Fashion Image-to-Image Translation for Complementary Item Retrieval
Matteo Attimonelli, Claudio Pomo, Dietmar Jannach, Tommaso Di Noia
TL;DR
GeCo tackles top-bottom fashion item retrieval under data scarcity by a two-stage framework that first generates compatible bottom templates from tops with a conditioned Pix2Pix-based generator (CIGM) and then performs compatibility-aware retrieval (GeCo) within a Composed Image Retrieval setting. The approach leverages a joint objective that combines Bayesian preferences and contrastive learning to align top, template, and bottom embeddings, enabling robust ranking and compatibility assessment. Extensive experiments on FashionVC, ExpFashion, and FashionTaobaoTB show GeCo outperforms state-of-the-art baselines, with particular gains in low-data regimes and when high-quality templates are available. The work also releases FashionTaobaoTB to spur future research, highlighting the value of realistic generated templates for effective composed image retrieval in fashion.
Abstract
The increasing demand for online fashion retail has boosted research in fashion compatibility modeling and item retrieval, focusing on matching user queries (textual descriptions or reference images) with compatible fashion items.
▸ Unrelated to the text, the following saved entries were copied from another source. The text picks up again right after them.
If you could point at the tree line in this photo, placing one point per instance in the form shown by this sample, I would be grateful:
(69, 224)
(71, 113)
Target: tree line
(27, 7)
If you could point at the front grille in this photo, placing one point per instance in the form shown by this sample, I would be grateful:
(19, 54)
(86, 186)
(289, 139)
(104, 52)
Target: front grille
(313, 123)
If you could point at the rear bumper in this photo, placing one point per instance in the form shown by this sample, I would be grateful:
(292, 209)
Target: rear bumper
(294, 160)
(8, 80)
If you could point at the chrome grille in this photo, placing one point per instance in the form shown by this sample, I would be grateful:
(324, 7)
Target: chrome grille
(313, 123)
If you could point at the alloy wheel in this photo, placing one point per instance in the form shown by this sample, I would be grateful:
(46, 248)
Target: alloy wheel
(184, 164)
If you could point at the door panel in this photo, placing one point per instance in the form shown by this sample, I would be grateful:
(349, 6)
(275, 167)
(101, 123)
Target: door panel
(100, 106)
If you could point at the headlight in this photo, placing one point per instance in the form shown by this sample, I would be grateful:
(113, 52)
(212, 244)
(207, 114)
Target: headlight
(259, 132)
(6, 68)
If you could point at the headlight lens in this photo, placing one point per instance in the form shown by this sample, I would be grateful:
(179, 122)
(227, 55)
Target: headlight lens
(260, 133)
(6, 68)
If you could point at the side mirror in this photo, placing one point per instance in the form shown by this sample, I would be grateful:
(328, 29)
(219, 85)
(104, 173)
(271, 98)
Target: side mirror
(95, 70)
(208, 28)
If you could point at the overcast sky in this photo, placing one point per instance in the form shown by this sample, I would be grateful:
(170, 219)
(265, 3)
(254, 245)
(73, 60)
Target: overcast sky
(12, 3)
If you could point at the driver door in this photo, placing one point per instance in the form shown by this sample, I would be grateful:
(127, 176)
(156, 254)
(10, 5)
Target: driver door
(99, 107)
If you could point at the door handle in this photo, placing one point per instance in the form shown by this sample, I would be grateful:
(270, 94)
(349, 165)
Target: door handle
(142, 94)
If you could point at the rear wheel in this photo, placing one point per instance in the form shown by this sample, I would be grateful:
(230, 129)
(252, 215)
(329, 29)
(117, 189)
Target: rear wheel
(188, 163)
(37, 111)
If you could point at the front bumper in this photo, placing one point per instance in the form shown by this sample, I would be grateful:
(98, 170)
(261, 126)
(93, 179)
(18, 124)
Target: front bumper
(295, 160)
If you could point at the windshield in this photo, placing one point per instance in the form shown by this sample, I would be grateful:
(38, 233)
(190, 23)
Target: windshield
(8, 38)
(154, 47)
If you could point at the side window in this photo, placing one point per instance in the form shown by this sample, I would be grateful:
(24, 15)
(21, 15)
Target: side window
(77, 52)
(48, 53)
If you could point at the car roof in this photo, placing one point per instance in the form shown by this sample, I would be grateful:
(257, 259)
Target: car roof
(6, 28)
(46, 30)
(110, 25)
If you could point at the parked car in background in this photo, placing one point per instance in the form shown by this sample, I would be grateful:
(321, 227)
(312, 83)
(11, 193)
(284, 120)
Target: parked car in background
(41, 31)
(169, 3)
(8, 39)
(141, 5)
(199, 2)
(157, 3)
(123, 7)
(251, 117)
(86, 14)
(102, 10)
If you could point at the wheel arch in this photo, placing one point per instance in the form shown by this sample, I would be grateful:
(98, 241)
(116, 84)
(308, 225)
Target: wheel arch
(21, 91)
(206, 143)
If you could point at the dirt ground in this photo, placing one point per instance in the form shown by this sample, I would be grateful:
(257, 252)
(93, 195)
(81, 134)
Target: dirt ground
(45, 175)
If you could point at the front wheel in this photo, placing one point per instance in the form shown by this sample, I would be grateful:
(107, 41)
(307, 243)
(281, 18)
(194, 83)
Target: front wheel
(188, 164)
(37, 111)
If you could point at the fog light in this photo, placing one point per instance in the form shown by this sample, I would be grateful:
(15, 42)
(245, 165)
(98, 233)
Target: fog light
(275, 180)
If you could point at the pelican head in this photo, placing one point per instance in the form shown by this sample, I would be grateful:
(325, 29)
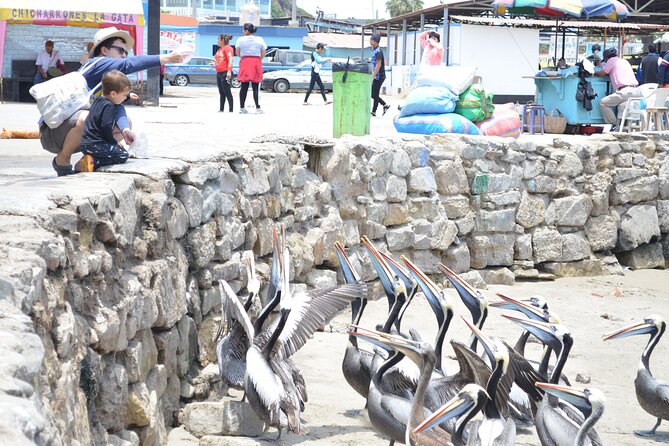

A key challenge is top-bottom retrieval, where precise compatibility modeling is essential. Traditional methods, often based on Bayesian Personalized Ranking (BPR), have shown limited performance. Recent efforts have explored using generative models in compatibility modeling and item retrieval, where generated images serve as additional inputs. However, these approaches often overlook the quality of generated images, which could be crucial for model performance. Additionally, generative models typically require large datasets, posing challenges when such data is scarce. To address these issues, we introduce the Generative Compatibility Model (GeCo), a two-stage approach that improves fashion image retrieval through paired image-to-image translation. First, the Complementary Item Generation Model (CIGM), built on Conditional Generative Adversarial Networks (GANs), generates target item images (e.g., bottoms) from seed items (e.g., tops), offering conditioning signals for retrieval. These generated samples are then integrated into GeCo, enhancing compatibility modeling and retrieval accuracy. Evaluations on three datasets show that GeCo outperforms state-of-the-art baselines. Key contributions include: (i) the GeCo model utilizing paired image-to-image translation within the Composed Image Retrieval framework, (ii) comprehensive evaluations on benchmark datasets, and (iii) the release of a new Fashion Taobao dataset designed for top-bottom retrieval, promoting further research.